Ver o futuro sem esquecer os erros do passado




Foto: Vinicius Toledo / Explosão Tricolor

Segunda à noite, camisa do Fluminense no filhão de três anos e um pensamento: será que esse moleque vai ter felicidades com o time quando crescer? Espero que sim, e por isso as constantes críticas que escrevo contra a atual gestão.

Mas gostaria de convidar os tricolores a fazerem uma reflexão neste intervalo entre as partidas, já que ficamos de fora da Taça Guanabara. Afinal, como vocês imaginam o Fluminense daqui a 5 anos?

Prefiro responder a este questionamento olhando pro passado. De 2013 pra cá muita coisa aconteceu no dia a dia tricolor, certamente com enorme prejuízo para o seu futuro.

Em 2013 o Fluminense terminou o campeonato brasileiro rebaixado para a segunda divisão. Durante dois ou três dias o escárnio com a indigesta frase “pague a série B” foi a nossa tônica. Aí veio o caso Héverton e a escalação de jogadores irregulares pela Portuguesa e Flamengo, o que salvou o time da queda.

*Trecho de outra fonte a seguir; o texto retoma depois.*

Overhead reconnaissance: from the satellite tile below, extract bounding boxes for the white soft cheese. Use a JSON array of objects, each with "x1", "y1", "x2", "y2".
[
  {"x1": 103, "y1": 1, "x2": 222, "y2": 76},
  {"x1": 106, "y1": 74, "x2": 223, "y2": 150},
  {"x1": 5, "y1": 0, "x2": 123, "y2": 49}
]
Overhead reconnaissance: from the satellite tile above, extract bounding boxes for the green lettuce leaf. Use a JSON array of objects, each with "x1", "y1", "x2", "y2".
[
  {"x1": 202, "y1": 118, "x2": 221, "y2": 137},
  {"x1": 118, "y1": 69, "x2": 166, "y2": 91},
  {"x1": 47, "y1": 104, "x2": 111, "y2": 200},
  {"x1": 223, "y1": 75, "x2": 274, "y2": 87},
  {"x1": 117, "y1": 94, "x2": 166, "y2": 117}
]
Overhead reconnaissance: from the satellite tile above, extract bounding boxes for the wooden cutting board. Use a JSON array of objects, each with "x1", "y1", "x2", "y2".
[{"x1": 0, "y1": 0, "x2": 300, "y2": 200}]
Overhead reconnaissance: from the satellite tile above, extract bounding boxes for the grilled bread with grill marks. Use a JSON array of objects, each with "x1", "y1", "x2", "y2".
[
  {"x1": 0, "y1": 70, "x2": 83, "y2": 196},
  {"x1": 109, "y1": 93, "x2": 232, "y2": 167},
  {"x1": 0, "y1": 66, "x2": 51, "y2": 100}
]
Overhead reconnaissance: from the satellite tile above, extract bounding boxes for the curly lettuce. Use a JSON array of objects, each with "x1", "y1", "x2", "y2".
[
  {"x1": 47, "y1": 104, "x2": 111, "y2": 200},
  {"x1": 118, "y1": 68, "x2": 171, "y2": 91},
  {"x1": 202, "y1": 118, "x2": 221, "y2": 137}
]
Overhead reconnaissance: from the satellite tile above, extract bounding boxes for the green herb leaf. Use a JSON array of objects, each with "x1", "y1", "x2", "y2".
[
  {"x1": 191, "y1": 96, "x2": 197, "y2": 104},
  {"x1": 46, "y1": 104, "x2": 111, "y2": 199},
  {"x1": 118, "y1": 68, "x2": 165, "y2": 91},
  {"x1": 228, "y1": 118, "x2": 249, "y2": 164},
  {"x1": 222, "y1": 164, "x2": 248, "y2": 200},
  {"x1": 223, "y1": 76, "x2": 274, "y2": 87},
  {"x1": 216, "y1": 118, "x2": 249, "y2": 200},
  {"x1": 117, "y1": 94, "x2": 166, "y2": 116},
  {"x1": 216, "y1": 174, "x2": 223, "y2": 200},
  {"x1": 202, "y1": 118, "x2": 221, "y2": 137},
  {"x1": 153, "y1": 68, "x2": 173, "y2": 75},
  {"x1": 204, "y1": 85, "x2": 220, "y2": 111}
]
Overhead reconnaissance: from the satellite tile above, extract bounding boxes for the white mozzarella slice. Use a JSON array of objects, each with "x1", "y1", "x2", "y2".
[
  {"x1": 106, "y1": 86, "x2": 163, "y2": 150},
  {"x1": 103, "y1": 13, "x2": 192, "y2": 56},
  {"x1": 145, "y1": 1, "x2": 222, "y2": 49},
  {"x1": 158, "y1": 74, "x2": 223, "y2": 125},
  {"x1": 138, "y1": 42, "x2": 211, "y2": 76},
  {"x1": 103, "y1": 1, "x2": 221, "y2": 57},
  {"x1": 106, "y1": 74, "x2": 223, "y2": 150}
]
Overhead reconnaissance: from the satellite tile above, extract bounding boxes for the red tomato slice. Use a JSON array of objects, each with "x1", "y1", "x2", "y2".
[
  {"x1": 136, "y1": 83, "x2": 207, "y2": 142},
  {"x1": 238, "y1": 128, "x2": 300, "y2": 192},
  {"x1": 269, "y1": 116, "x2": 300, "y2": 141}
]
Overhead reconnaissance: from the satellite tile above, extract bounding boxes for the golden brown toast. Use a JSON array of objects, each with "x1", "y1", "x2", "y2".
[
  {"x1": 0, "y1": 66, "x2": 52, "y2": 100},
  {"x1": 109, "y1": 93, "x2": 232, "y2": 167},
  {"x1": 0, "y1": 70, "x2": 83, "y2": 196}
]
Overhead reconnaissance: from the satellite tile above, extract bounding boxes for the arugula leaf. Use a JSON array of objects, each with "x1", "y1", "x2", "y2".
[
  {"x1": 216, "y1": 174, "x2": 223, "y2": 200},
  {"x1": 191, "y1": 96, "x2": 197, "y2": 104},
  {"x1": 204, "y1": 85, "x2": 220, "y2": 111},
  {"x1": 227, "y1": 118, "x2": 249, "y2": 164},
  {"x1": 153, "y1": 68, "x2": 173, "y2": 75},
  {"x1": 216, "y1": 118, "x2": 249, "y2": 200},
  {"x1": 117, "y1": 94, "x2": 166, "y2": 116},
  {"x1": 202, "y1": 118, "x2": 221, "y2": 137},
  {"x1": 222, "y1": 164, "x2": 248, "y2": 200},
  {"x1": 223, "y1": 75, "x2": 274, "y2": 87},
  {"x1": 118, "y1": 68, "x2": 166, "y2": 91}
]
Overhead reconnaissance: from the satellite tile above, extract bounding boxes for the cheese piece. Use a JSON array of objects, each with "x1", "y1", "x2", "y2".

Ainda no mesmo ano, a Unimed começava a diminuir os investimentos no clube. Seja por problemas financeiros, seja por divergências entre Celso Barros e Peter Siemsen, em 2013 não chegaram grandes jogadores como os que haviam sido adquiridos a peso de ouro pela então patrocinadora nos anos anteriores, refletindo nos resultados em campo.

Em 2014 a parceria entre Unimed e Fluminense acaba de vez. Movido pelo ego da equipe da Flusócio, que não percebeu a importância de um grande patrocinador, e pela interferência de Celso Barros nas coisas do futebol, além da própria dificuldade financeira do país, uma história de 15 anos chega ao fim. O Fluminense saía de pires na mão em busca de um novo patrocínio e da chance de continuar trilhando seu caminho de glória no cenário nacional.

Já na parte esportiva, o time teve um desempenho razoável e terminou na sexta colocação, o que certamente gerou na trupe da Flusócio o sentimento de que estava no caminho certo, fato que mais tarde se verificou ser um erro.          

Vem 2015 e com ele o primeiro ano, desde 1999, que o clube não contava mais com a Unimed. Mas havia uma esperança: a Viton 44, dona da Guaraviton. Com o patrocínio fechado, a torcida novamente teria motivos para sorrir, certo? A história diz que não. Meses sem pagamento e o encerramento do contrato antes do previsto, no início de 2016.

Mais uma vez o Fluminense amargava uma rotina de falta de verba; mais uma vez a Flusócio tinha que sair com pires na mão mendigando por patrocínio, até mesmo porque nunca fez o dever de casa, que é manter o clube sempre no topo do cenário nacional e com empresas brigando para associar a sua marca ao time.

No entanto, ainda em 2015 tivemos um alento, já que a Frescatto resolveu assumir as mangas do clube e dar um show de marketing ao nosso falido departamento da área. Vida longa a essa parceria!

No Campeonato Brasileiro do mesmo ano mais uma vez ficamos na parte de baixo da tabela, ocupando a 13ª colocação com apenas cinco pontos de distância da zona de rebaixamento. E essa seria a nossa realidade nos anos seguintes.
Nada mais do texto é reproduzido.